Assumptions: He, Keith, is from Tulsa, Oklahoma, where his girlfriend broke up with him six months ago after finding porn in his browser history. (It was “not normal stuff, but like real sick stuff, totally degrading. Who even thinks about whether girls have pigtails or not?”) Soon afterward, she moved to New York to take a nannying job. One night, in grief and bewilderment, he Googled “how to understand women better” and he came upon Middlemarch, which he has been reading now for five months. He plans to to show up at the door of his girlfriend’s apartment, lay the battered thing down before her and tell her just how much he’s changed, then burst into tears. He has a week’s worth of clothes in his backpack, just in case this works.
12. Do you have a fondness for big hair, polyester, and 70's-era baseball? Then you would do well to read Bill Morris' recent contribution to The Millions:
You meet the strangest people on a book tour. One of the strangest – in the good sense – that I’ve met so far on my current tour was standing in a crowded Detroit bar sporting a 1970s Detroit Tigers jersey, a pair of bushy muttonchops and a cumulus cloud of curly hair that made him look like the drummer in a heavy metal band. I recognized the guy instantly. Our pictures were side-by-side in the front window of Nicola’s Books in Ann Arbor, where we had just given readings from our new books on successive nights.
“Excuse me,” I said. “Are you Dan Epstein?”
“That’s me,” he said, smiling as he shook my hand. “And you’re Bill!”
I admitted I was, and a writerly friendship was born.
13. I loved this essay by Bonnie ZoBell at Bloom on the importance of writers' Day Jobs. Here's how it begins:
Explaining to a writing student who’s just said she’s going to be on the bestseller list next year that it’s a little tougher than that isn’t one of my favorite jobs. Do I tell her that, no matter how well-known she becomes, she will inevitably have many more jobs in her life, and that this isn’t a bad thing? That the internet quotes anywhere from 300 to 2,500 people who actually make a living at writing in the U.S.? Probably one of the most important points I could make is that the jobs writers have along the way are actually a goldmine of writing material.You know you want to keep reading the rest.

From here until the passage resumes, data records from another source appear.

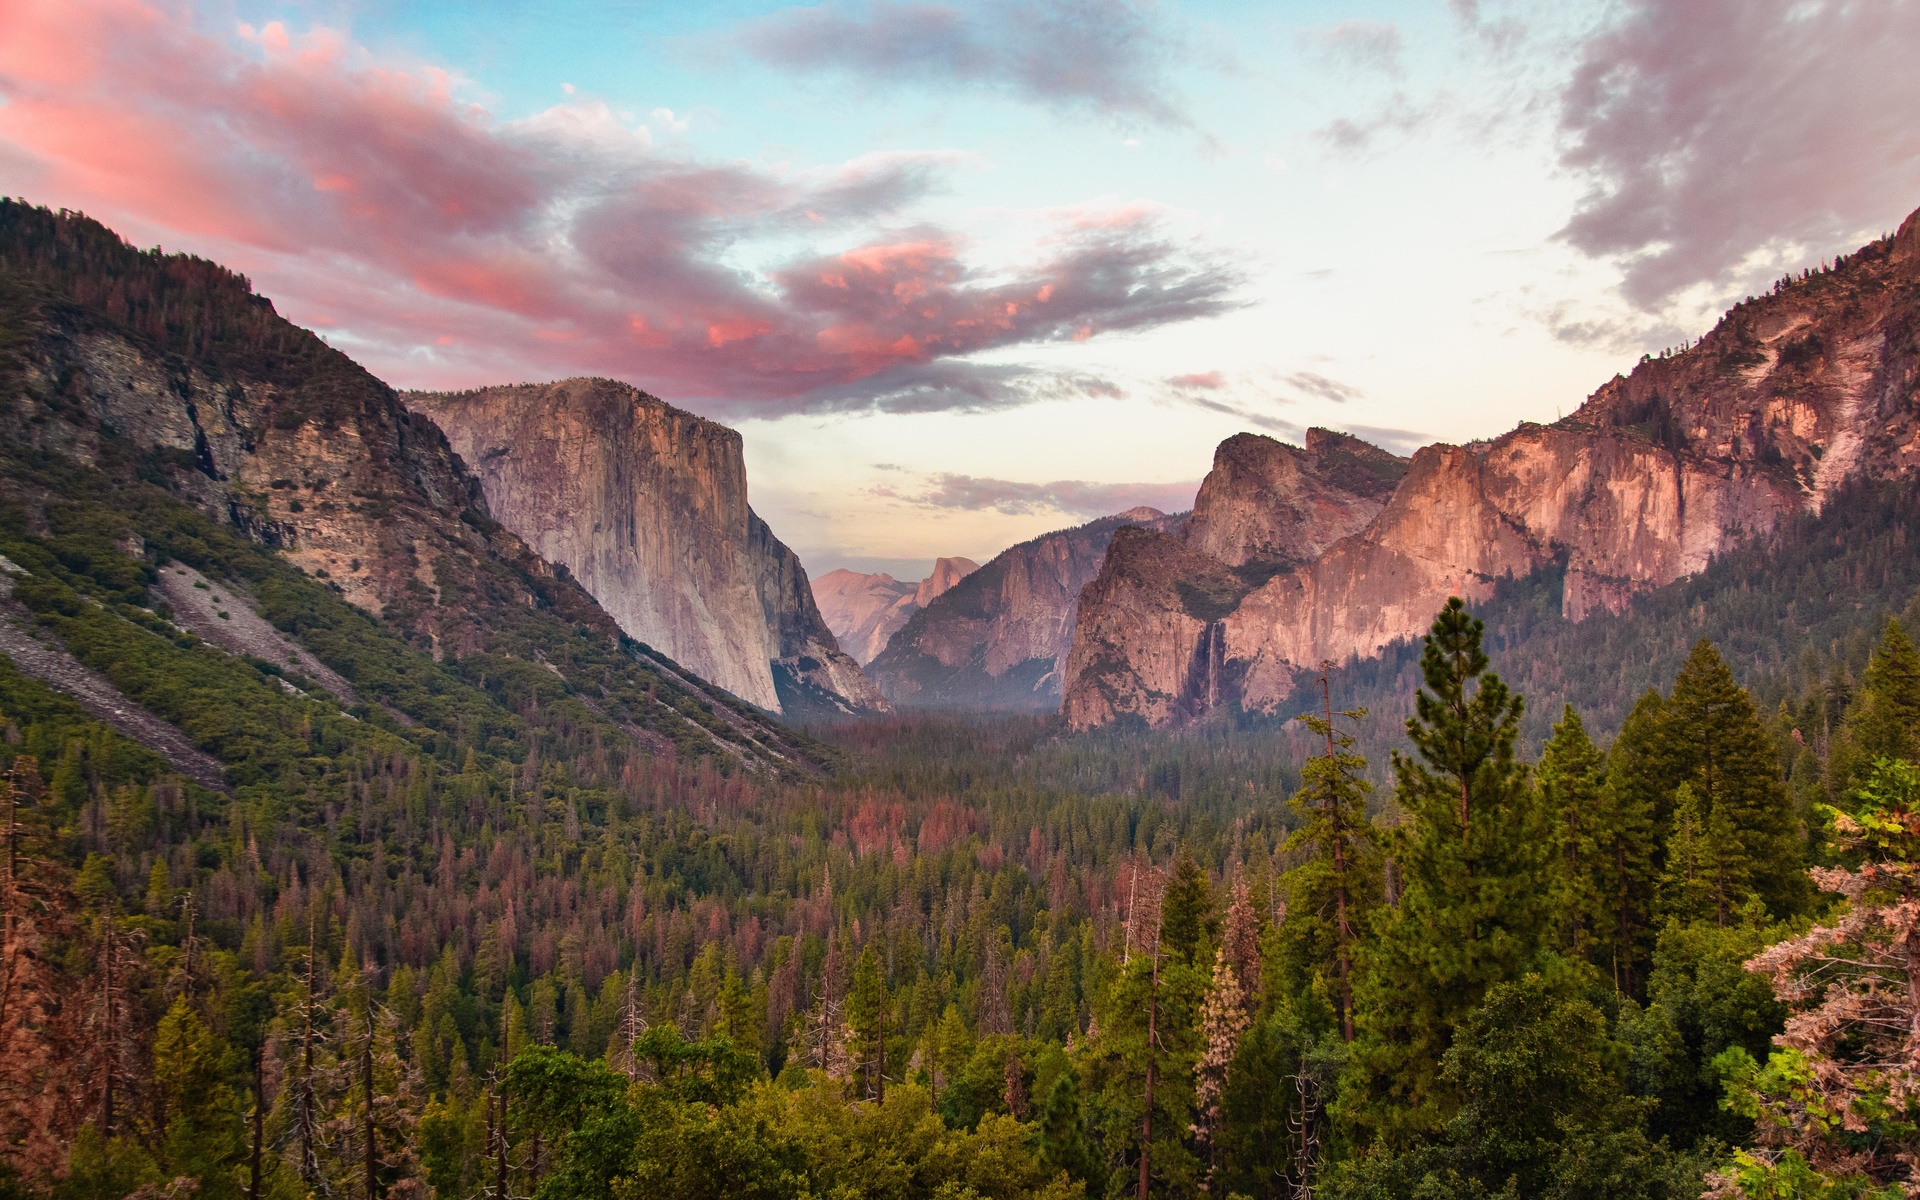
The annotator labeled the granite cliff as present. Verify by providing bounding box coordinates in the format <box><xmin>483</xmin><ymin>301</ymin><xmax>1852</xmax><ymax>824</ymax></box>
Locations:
<box><xmin>410</xmin><ymin>379</ymin><xmax>888</xmax><ymax>719</ymax></box>
<box><xmin>812</xmin><ymin>556</ymin><xmax>979</xmax><ymax>665</ymax></box>
<box><xmin>868</xmin><ymin>507</ymin><xmax>1183</xmax><ymax>710</ymax></box>
<box><xmin>0</xmin><ymin>201</ymin><xmax>831</xmax><ymax>771</ymax></box>
<box><xmin>1064</xmin><ymin>205</ymin><xmax>1920</xmax><ymax>729</ymax></box>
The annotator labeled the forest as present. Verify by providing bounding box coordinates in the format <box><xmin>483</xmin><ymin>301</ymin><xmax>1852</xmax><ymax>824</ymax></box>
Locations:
<box><xmin>4</xmin><ymin>199</ymin><xmax>1920</xmax><ymax>1200</ymax></box>
<box><xmin>8</xmin><ymin>556</ymin><xmax>1920</xmax><ymax>1198</ymax></box>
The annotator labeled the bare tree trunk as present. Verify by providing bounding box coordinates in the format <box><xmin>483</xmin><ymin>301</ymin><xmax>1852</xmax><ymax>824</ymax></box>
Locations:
<box><xmin>249</xmin><ymin>1046</ymin><xmax>265</xmax><ymax>1200</ymax></box>
<box><xmin>1139</xmin><ymin>938</ymin><xmax>1160</xmax><ymax>1200</ymax></box>
<box><xmin>298</xmin><ymin>915</ymin><xmax>319</xmax><ymax>1187</ymax></box>
<box><xmin>363</xmin><ymin>1002</ymin><xmax>377</xmax><ymax>1200</ymax></box>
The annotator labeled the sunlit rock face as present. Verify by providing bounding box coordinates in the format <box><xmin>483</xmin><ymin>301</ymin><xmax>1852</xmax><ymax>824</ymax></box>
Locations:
<box><xmin>813</xmin><ymin>557</ymin><xmax>979</xmax><ymax>666</ymax></box>
<box><xmin>1065</xmin><ymin>205</ymin><xmax>1920</xmax><ymax>729</ymax></box>
<box><xmin>868</xmin><ymin>509</ymin><xmax>1184</xmax><ymax>711</ymax></box>
<box><xmin>410</xmin><ymin>378</ymin><xmax>888</xmax><ymax>718</ymax></box>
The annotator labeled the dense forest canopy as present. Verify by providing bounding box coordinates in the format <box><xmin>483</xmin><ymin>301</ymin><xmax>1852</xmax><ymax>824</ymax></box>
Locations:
<box><xmin>4</xmin><ymin>201</ymin><xmax>1920</xmax><ymax>1200</ymax></box>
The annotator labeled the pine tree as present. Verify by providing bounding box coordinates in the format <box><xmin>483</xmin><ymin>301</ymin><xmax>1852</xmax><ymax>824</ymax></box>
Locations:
<box><xmin>1839</xmin><ymin>618</ymin><xmax>1920</xmax><ymax>777</ymax></box>
<box><xmin>1664</xmin><ymin>640</ymin><xmax>1806</xmax><ymax>917</ymax></box>
<box><xmin>1190</xmin><ymin>948</ymin><xmax>1249</xmax><ymax>1186</ymax></box>
<box><xmin>1604</xmin><ymin>692</ymin><xmax>1673</xmax><ymax>994</ymax></box>
<box><xmin>151</xmin><ymin>997</ymin><xmax>244</xmax><ymax>1195</ymax></box>
<box><xmin>1280</xmin><ymin>681</ymin><xmax>1379</xmax><ymax>1040</ymax></box>
<box><xmin>1658</xmin><ymin>783</ymin><xmax>1751</xmax><ymax>926</ymax></box>
<box><xmin>1221</xmin><ymin>876</ymin><xmax>1261</xmax><ymax>1009</ymax></box>
<box><xmin>1158</xmin><ymin>853</ymin><xmax>1217</xmax><ymax>968</ymax></box>
<box><xmin>845</xmin><ymin>945</ymin><xmax>886</xmax><ymax>1101</ymax></box>
<box><xmin>1036</xmin><ymin>1068</ymin><xmax>1096</xmax><ymax>1187</ymax></box>
<box><xmin>1344</xmin><ymin>598</ymin><xmax>1549</xmax><ymax>1145</ymax></box>
<box><xmin>1541</xmin><ymin>704</ymin><xmax>1605</xmax><ymax>957</ymax></box>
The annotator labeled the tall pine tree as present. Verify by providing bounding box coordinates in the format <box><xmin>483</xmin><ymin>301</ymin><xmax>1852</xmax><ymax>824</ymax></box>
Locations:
<box><xmin>1838</xmin><ymin>618</ymin><xmax>1920</xmax><ymax>778</ymax></box>
<box><xmin>1540</xmin><ymin>705</ymin><xmax>1659</xmax><ymax>992</ymax></box>
<box><xmin>1662</xmin><ymin>640</ymin><xmax>1806</xmax><ymax>917</ymax></box>
<box><xmin>1343</xmin><ymin>598</ymin><xmax>1549</xmax><ymax>1145</ymax></box>
<box><xmin>1277</xmin><ymin>689</ymin><xmax>1380</xmax><ymax>1041</ymax></box>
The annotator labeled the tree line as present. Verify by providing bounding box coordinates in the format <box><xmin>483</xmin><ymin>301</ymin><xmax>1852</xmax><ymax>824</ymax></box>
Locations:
<box><xmin>7</xmin><ymin>594</ymin><xmax>1919</xmax><ymax>1198</ymax></box>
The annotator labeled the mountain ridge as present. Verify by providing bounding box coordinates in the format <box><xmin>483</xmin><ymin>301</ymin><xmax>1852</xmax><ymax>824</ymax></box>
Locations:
<box><xmin>1063</xmin><ymin>203</ymin><xmax>1920</xmax><ymax>729</ymax></box>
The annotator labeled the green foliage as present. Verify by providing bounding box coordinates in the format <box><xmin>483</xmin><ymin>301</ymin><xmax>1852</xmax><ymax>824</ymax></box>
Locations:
<box><xmin>1620</xmin><ymin>919</ymin><xmax>1789</xmax><ymax>1150</ymax></box>
<box><xmin>1345</xmin><ymin>598</ymin><xmax>1550</xmax><ymax>1144</ymax></box>
<box><xmin>1662</xmin><ymin>641</ymin><xmax>1807</xmax><ymax>918</ymax></box>
<box><xmin>1159</xmin><ymin>853</ymin><xmax>1218</xmax><ymax>967</ymax></box>
<box><xmin>1277</xmin><ymin>700</ymin><xmax>1380</xmax><ymax>1036</ymax></box>
<box><xmin>1834</xmin><ymin>620</ymin><xmax>1920</xmax><ymax>783</ymax></box>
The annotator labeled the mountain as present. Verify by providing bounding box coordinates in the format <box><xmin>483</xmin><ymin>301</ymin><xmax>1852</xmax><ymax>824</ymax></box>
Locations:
<box><xmin>1063</xmin><ymin>204</ymin><xmax>1920</xmax><ymax>729</ymax></box>
<box><xmin>0</xmin><ymin>199</ymin><xmax>832</xmax><ymax>774</ymax></box>
<box><xmin>408</xmin><ymin>379</ymin><xmax>888</xmax><ymax>720</ymax></box>
<box><xmin>867</xmin><ymin>507</ymin><xmax>1183</xmax><ymax>710</ymax></box>
<box><xmin>812</xmin><ymin>556</ymin><xmax>979</xmax><ymax>665</ymax></box>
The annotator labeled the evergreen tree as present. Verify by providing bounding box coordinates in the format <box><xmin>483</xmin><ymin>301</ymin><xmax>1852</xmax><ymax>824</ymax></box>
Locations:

Even babysitting has its perks. Let us not forget Robert Coover’s exquisitely creepy “The Babysitter,” one of his most memorable stories. I was quite the voyeur as a babysitter. Even then, I wanted to know what made people tick. I looked through closets, under beds, trying to discover folks’ secrets, who they really were. Were other families more normal than mine? I was absolutely stunned the summer I lived with my middle school math teacher and took care of her children. My parents were splitting up, and my mom had already sold our house, but our new one wasn’t ready yet, so she planned to camp with us kids all summer. I wasn’t handling it well. Imagine my surprise when, looking through my teacher’s dresser, I found some sheer pink panties with a hole in them right there and colorful embroidered letters alongside: “19th Hole!” My math teacher had sex? She enjoyed it?